Different Types of Illness May Respond Best to Different Medications
Duffy’s research also suggested links between illness features and a good response to specific medications. Those offspring who developed a psychotic spectrum disorder responded best to atypical antipsychotic medication. Those with classical episodic bipolar I disorder responded well to lithium, especially if there was a family history of lithium responsiveness. Those offspring with bipolar II (and anxiety and substance abuse) responded well to anticonvulsant medications.
If parents with bipolar disorder had experienced early onset of their illness, their children were more likely to receive a diagnosis of bipolar disorder.
The offspring of lithium-responsive parents tended to be gifted students, while those from lithium non-responders tended to be poorer students.
Comparing Risk Factors for Bipolar Disorder and Unipolar Depression
Researcher Martin Preisig and colleagues also showed that parental early onset of bipolar disorder (before age 21) was a risk factor for the offspring receiving a diagnosis of bipolar disorder. Parental oppositional defiant disorder (ODD) was also a risk factor for bipolar disorder in the offspring. The emergence of depression, conduct disorder, drug use, and sub-syndromal hypomanic symptoms also predicted the onset of mania during childhood.

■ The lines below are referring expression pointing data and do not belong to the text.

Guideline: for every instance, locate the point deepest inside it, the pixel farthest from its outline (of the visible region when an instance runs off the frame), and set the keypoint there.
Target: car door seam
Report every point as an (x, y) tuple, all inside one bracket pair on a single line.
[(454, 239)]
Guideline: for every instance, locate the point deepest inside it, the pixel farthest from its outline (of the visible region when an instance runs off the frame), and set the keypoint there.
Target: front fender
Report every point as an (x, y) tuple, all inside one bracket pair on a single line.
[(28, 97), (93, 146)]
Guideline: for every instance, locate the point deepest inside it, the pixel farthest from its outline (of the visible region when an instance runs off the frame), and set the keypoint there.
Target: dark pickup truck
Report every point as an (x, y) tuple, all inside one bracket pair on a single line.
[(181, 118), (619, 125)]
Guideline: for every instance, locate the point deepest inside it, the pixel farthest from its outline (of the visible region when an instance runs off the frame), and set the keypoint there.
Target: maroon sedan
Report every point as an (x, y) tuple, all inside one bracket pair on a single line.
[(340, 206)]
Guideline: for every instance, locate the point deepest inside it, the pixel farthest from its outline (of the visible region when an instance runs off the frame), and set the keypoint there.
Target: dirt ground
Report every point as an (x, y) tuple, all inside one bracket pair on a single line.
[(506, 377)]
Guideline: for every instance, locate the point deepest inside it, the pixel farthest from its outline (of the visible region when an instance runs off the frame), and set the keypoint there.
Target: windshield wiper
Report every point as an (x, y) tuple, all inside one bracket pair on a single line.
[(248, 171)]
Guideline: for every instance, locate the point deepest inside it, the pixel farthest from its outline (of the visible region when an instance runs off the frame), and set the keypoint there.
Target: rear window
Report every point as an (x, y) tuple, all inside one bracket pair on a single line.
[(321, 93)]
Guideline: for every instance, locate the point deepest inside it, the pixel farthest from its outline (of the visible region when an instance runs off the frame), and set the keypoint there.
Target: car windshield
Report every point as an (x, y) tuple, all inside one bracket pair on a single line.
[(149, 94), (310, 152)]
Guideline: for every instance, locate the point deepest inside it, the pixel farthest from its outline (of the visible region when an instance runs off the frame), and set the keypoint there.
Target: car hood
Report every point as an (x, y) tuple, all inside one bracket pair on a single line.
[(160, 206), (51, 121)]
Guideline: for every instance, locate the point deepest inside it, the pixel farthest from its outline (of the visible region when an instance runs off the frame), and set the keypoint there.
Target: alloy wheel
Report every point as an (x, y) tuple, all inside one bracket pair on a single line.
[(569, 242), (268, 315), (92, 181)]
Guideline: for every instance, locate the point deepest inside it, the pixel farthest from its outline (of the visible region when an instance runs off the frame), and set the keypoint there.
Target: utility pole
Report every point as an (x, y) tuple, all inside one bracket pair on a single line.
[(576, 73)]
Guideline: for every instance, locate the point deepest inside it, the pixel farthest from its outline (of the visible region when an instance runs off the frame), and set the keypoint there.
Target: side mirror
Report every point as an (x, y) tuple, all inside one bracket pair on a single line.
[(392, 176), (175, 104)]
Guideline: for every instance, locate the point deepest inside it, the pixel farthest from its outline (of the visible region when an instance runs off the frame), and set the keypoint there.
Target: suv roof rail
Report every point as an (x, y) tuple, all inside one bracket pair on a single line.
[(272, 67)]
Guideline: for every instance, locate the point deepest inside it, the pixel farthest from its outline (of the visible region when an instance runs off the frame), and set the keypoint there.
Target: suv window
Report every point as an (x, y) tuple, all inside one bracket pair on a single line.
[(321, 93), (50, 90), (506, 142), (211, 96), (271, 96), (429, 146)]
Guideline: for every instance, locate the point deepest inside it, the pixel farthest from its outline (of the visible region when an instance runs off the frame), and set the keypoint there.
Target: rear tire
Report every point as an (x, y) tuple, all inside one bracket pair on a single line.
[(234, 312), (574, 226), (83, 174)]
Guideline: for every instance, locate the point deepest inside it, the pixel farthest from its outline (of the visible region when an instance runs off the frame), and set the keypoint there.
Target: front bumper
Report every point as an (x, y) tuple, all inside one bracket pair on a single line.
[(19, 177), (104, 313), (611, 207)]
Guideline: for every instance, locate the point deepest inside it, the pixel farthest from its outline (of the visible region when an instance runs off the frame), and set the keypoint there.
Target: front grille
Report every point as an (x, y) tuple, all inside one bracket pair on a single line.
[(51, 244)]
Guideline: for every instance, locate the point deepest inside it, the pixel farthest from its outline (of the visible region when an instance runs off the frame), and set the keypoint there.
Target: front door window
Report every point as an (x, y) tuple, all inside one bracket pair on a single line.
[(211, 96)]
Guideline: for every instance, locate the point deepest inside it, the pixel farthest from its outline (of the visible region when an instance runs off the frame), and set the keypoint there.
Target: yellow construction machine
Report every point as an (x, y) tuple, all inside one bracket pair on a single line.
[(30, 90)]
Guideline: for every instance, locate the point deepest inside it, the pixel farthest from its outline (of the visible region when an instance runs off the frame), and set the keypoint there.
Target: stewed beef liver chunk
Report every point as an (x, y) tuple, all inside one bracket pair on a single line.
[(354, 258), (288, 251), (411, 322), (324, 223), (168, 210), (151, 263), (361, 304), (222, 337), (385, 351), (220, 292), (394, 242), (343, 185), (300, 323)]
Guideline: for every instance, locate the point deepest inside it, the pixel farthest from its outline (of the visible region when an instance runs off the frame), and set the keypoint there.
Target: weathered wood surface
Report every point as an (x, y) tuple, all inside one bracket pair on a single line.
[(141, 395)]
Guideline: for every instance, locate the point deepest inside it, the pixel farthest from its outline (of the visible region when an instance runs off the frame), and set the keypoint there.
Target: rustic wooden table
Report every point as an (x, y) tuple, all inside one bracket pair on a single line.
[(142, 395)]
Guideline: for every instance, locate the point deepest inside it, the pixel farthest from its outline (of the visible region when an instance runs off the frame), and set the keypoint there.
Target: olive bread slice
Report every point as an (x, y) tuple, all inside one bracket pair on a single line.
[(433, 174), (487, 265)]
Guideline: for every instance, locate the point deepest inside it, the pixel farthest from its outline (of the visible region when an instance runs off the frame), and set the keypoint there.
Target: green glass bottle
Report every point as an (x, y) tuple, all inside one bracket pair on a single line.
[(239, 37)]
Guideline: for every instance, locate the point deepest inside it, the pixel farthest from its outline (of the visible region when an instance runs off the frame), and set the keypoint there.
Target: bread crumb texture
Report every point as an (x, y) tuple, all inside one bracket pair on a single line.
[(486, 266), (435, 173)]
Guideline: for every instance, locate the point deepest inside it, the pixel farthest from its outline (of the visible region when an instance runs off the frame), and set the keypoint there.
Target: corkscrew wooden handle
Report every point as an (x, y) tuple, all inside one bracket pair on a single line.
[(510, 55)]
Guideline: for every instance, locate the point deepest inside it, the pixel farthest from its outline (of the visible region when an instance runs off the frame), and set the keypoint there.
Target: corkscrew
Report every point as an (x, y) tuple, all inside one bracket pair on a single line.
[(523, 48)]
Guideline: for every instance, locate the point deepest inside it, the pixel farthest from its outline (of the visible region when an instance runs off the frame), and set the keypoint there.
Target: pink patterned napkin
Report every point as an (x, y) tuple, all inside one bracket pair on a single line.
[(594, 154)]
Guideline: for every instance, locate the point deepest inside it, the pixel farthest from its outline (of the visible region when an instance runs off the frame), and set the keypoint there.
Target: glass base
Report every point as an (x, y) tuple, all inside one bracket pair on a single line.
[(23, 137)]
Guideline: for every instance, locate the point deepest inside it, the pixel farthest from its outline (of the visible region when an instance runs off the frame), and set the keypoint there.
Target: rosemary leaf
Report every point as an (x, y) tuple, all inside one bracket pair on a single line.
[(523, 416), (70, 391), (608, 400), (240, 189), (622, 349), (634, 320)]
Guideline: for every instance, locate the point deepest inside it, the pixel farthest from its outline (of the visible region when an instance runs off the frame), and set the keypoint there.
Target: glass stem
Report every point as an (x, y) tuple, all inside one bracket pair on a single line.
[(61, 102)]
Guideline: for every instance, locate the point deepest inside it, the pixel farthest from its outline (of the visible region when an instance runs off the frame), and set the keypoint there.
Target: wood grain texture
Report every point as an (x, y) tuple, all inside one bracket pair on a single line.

Conversely, sexual abuse and witnessing violence were strong risk factors associated with a diagnosis of major (unipolar) depressive disorder. Being female and experiencing separation anxiety were also factors that predicted unipolar depression.
Predicting Conversion to Mania
Researcher Danella M. Hafeman reported that mood swings (referred to in the literature as “affective lability”), depression/anxiety, and having a parent who had an early onset of bipolar disorder were linked to later diagnoses of mania. Immediate risk factors that predicted an imminent onset of mania included affective lability, substance abuse, and the presence of sub-threshold manic symptoms.